Stu Levy, founder and CEO of TokyoPop, and David Do, MD of VI Management, also joined the round.

The funding will be used to increase its content catalogue, further expand its product development and marketing to grow its user base, and for talent acquisition.

Founded in October 2020 by three Vietnamese comics fanatics Ken Luong, Khoa Nguyen, and Hieu Tran, INKR envisions a world where all comics are universally accessible to readers and where creators can take their comics to any reader in the world.

The company’s AI-driven personalised content recommendation engine enables readers to access more than 800 localised manga, manhua, webtoon, and graphics novels across different genres on any device.

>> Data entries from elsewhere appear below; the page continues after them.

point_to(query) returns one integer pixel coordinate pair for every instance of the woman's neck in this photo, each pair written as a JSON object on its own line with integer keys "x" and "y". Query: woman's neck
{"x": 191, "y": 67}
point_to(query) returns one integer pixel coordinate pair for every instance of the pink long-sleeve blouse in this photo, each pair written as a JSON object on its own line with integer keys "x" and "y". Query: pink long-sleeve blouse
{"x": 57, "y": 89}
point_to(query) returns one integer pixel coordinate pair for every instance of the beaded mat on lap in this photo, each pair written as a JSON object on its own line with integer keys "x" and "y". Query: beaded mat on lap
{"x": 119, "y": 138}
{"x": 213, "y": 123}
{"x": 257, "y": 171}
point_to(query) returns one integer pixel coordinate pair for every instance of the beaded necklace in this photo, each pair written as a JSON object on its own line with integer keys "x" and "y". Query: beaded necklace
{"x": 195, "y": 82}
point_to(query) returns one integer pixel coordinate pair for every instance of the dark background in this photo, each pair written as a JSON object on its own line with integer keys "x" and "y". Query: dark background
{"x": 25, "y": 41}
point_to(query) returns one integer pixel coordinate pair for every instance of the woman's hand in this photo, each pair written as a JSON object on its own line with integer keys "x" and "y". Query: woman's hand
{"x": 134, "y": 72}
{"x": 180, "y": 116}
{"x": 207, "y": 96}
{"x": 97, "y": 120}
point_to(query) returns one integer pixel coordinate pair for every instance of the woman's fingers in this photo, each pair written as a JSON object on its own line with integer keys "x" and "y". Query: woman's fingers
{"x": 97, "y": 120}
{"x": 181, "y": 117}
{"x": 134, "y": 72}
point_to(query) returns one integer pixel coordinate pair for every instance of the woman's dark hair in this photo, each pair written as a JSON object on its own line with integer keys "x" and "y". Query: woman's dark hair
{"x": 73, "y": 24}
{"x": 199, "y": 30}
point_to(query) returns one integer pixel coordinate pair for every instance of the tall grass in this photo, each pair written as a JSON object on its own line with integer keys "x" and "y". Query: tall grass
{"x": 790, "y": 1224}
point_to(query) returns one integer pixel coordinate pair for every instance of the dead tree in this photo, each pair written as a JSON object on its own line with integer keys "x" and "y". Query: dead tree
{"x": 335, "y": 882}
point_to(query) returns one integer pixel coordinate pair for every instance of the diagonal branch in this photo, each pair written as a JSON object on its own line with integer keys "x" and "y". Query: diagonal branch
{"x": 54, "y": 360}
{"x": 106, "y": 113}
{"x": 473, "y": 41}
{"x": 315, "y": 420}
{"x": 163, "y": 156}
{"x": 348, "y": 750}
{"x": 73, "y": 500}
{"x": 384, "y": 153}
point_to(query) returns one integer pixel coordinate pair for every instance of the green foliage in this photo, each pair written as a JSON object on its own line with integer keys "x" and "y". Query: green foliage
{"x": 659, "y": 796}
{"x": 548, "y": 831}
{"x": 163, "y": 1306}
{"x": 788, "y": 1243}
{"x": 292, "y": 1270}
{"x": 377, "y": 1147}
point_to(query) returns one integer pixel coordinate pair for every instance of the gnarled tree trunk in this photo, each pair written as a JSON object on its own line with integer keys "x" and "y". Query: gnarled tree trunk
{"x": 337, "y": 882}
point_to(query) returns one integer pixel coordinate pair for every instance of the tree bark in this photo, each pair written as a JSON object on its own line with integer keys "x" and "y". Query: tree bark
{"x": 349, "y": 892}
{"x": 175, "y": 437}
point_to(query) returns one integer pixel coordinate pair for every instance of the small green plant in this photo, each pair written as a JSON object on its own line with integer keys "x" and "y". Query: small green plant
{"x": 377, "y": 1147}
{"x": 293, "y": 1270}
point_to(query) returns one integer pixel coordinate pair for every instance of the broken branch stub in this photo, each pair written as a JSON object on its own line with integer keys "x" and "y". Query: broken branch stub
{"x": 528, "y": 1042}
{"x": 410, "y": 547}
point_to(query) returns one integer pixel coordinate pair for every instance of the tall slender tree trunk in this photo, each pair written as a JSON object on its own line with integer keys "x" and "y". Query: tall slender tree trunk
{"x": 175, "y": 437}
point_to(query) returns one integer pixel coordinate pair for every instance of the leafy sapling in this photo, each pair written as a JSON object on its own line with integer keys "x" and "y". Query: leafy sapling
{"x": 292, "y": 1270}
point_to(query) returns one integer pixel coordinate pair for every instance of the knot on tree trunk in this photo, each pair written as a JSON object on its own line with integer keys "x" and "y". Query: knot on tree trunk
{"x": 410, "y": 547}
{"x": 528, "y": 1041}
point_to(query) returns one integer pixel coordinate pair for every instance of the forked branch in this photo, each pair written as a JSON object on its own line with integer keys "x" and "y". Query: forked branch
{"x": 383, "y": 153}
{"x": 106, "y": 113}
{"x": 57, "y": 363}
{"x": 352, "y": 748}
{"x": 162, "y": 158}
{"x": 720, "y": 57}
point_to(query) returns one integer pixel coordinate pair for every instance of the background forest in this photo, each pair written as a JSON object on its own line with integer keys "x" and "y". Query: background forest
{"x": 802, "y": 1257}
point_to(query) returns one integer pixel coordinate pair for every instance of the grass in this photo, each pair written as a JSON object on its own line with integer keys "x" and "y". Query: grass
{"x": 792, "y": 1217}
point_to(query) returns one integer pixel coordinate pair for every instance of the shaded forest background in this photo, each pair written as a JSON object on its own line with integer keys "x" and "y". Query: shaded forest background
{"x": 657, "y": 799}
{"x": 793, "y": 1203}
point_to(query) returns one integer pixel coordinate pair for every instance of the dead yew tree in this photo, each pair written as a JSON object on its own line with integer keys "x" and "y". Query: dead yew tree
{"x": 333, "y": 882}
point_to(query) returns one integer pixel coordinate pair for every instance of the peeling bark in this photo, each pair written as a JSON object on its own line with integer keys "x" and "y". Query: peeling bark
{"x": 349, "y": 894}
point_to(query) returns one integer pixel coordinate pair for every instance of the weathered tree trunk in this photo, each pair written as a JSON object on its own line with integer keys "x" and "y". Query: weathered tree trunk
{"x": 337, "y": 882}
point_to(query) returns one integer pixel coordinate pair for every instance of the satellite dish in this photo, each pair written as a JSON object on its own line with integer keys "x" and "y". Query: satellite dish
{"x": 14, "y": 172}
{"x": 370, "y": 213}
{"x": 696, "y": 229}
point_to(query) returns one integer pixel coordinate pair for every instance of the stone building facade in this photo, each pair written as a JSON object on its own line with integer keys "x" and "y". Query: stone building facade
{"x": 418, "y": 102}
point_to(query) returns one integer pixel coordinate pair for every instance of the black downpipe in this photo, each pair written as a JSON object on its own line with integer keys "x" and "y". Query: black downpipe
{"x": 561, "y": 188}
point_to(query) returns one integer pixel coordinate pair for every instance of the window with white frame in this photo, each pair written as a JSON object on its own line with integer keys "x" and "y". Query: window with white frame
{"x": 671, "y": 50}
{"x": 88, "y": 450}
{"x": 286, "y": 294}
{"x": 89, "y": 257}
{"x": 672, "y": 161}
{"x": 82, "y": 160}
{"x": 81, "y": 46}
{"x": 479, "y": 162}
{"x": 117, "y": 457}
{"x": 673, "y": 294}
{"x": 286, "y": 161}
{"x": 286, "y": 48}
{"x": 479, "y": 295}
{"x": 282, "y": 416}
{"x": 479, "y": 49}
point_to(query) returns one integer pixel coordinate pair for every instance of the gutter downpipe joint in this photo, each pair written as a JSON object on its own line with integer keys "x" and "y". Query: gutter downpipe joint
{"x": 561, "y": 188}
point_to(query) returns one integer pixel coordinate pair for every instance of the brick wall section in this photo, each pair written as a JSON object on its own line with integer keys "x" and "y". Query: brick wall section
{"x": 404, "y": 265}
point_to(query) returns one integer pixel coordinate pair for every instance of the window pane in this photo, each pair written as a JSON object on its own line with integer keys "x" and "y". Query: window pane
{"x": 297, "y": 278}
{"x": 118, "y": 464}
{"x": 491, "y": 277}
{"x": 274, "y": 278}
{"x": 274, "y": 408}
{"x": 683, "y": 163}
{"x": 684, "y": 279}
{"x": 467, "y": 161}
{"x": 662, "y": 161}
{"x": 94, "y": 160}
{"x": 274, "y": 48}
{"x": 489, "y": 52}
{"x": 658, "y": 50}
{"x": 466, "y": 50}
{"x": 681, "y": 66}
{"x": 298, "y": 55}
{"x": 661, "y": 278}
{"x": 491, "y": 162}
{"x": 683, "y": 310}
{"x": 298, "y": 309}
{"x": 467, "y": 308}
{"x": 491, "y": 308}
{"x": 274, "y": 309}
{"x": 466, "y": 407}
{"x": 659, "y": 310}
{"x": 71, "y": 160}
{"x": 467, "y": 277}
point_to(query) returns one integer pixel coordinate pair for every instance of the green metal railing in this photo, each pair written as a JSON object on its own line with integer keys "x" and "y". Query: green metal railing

Also Read: 500 Startups, Monk’s Hill, others join forces to form Vietnam Venture Capital Alliance

The platform also helps comic publishers and creators bring their content globally through its proprietary AI localisation technology and publishing tools.

Currently, INKR has partnerships with over 70 publishers and creators, including Image Comics, Kodansha USA, Kuaikan, Mr. Blue, TokyoPop. These companies can utilise INKR’s tools to localise content in hours and distribute it globally to comics readers in over 100 countries and regions.

The platform currently supports English for its Comics app, and Japanese-English, Korean-English, and Chinese-English localisation, and plans to support additional languages in the future.

The company claims to have witnessed a 200 per cent growth in monthly active users.

INKR taps into a thriving market that the company boasts of US$10 billion. Meanwhile, the global traditional comics book market was only valued at US$4 billion in 2020 and is projected to grow at a CAGR of 3.3 per cent during 2022-2027, according to Global Comic Book Market 2021-2026 Research Report.

“Comics have the power to transport us to entirely new worlds, teach enduring values, and nurture our imagination. We believe that everyone should be able to read any comic even if they do not know the language. In reality, not everyone can enjoy comics easily and officially due to the prohibitively high cost of localization and complex licensing process for content creators and publishers. So we want to change that,” said Ken Luong, CEO, and co-founder of INKR.

Analytics, intelligent personalised feeds and flexible monetisation plans, such as ad-supported, subscription, and pay-per-chapter, are also included in the suite of tools for publishers.